# Need to lose some holiday pounds!!!



## janina (Jan 3, 2012)

Help!  I just came back from vacationing (read indulging) with family and friends, and surprise, my clothes are tight.  Anyone have a favorite low- cal dish they would be willing to share.  I need inspiration!


----------



## Aunt Bea (Jan 3, 2012)

Water comes to mind.

I am doing roasted chicken, salad and broccoli for a couple of days.

The only other advice I can give you is if it tastes good, spit it out!

Good luck!


----------



## CWS4322 (Mar 20, 2013)

Check out the breakfast lately thread and the who's trying to lose weight thread.

http://www.discusscooking.com/forums/f12/whos-trying-to-lose-weight-45592-61.html


----------



## Kylie1969 (Mar 21, 2013)

Hows the weight loss going Janina?


----------



## Twixmixy (Aug 20, 2014)

If you restrict your intake of processed foods, grain/gluten, and sugars for a week or two you'll definitely see some weight disappear.
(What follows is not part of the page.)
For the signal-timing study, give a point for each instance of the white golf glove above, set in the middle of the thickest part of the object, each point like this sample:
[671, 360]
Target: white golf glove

Especially if you're used to having those things in your diet.

If you want to go the extra mile try making some broth based veggie soups and have a bowl of that for at least one meal a day.

You can also cut out some of the more sugary fruits and simply stick to meat & veggies for a week. If your body is accustomed to a lot of these things I wouldn't stick on a meat & veggies diet for too long or else you may see some adrenal withdrawal and that would be hard to deal with.

Hope that helps!


----------



## GotGarlic (Aug 20, 2014)

Twixmixy, you might want to check the dates on the posts. Some of these you're replying to are a few years old.


----------